Beige Book Report: St Louis
August 3, 1987
Summary
The District's economy continued to weaken in the most recent
period. Employment and construction slowed since the last report.
The outlook for consumer spending, however, was positive. Favorable
farming conditions suggest large harvests of District crops.
Employment
District employment has stagnated in recent month after rapid growth
in early 1987. Nonfarm employment grew at a 0.4 percent annual rate
in the three months through May compared with the nation's 2.6
percent pace. Kentucky and Missouri posted declines during the
period. The District labor force dropped in May for the fourth
consecutive month.
District manufacturing employment declined at a 3.3 percent rate in the March-May period with losses concentrated in Missouri auto production. It was recently announced that $563 million will be invested to expand a Louisville assembly plant and produce a new line of light trucks. The expansion will directly create several hundred jobs.
Reports indicate that price increases for imported goods have allowed expanded sales of regionally produced textiles and apparel, electronic parts and metal-cutting equipment. Continued cost-cutting and automation, however, are expected to slow employment increases in these industries. Employment in the region's textile and apparel sector leveled off in recent months following gains since last fall. Jobs in electrical and nonelectrical equipment have declined since 1985.
Consumer Spending
Reports from District retailers suggest that sales were quite strong
in April and May but weakened in June. Most report that sales of
durables were recovering from first quarter softness. Several
respondents reported sharply higher clothing prices for both foreign
and domestically produced clothing. There was a general feeling of
cautious optimism among retailers regarding third quarter sales
because consumers have been readily accepting fall clothing in early
July and consumer debt levels have dropped lately. Of 67 small
retail businesses in the District surveyed in April and May, 60
percent expected an increase in their real volume in the near
future.
Construction
Despite strong growth of nonresidential building, overall building
activity slowed in the region as residential construction activity
declined. The value of District residential building contracts
dropped 10 percent in the second quarter, following a moderate first
quarter gain. Residential activity remained strong in the Louisville
and St. Louis areas, however. District nonresidential contracts grew
20.6 percent in the second quarter. Nonresidential building was
particularly vigorous in Arkansas and Missouri.

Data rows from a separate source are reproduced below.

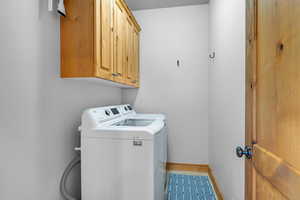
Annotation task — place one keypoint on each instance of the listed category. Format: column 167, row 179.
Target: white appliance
column 123, row 154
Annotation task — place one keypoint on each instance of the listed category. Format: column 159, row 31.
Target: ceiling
column 151, row 4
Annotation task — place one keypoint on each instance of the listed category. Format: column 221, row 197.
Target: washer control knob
column 107, row 112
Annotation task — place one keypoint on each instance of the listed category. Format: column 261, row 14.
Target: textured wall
column 227, row 95
column 179, row 92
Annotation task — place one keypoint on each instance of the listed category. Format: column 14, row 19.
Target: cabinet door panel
column 106, row 66
column 129, row 52
column 119, row 38
column 136, row 59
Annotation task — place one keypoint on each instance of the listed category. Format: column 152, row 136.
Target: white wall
column 226, row 95
column 39, row 112
column 179, row 92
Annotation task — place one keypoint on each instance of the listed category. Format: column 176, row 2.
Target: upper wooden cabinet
column 100, row 39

Despite the recent slowing, general construction activity remained stronger in the District than in the nation in the second quarter, due to the strength of the region's nonresidential sector.
Banking
Total loans outstanding at large District banks grew at a 9.7
percent annual rate for the second quarter compared with a 7.4
percent rate for the same period last year. Second quarter loan
activity saw an acceleration in real estate lending being partially
offset by slower commercial loan growth. Real estate loan volume
grew at a 21.6 percent annual rate in the second quarter versus a
0.6 percent rate for the same period in 1986. In contrast,
commercial loans grew at a 7.3 percent rate during the second
quarter compared to an 11.6 percent rate over the same period last
year.
Agriculture
District crop development is as much as two weeks ahead of average
due to early planting and recent widespread rains. The District's
corn crop has already passed its critical stage which guarantees a
large crop even with dry weather in the future. The soybean crop's
critical growth period falls in early August when additional rains
will be needed.
The volume of farm operating loans continued to fall both at commercial banks and at Production Credit Associations during the first quarter of the year. Overdue farm loans at agricultural banks improved from 10.4 percent in the first quarter of 1986 to 9.0 percent one year later. Net loan losses at agricultural banks also improved from .28 percent to .20 percent over the same period.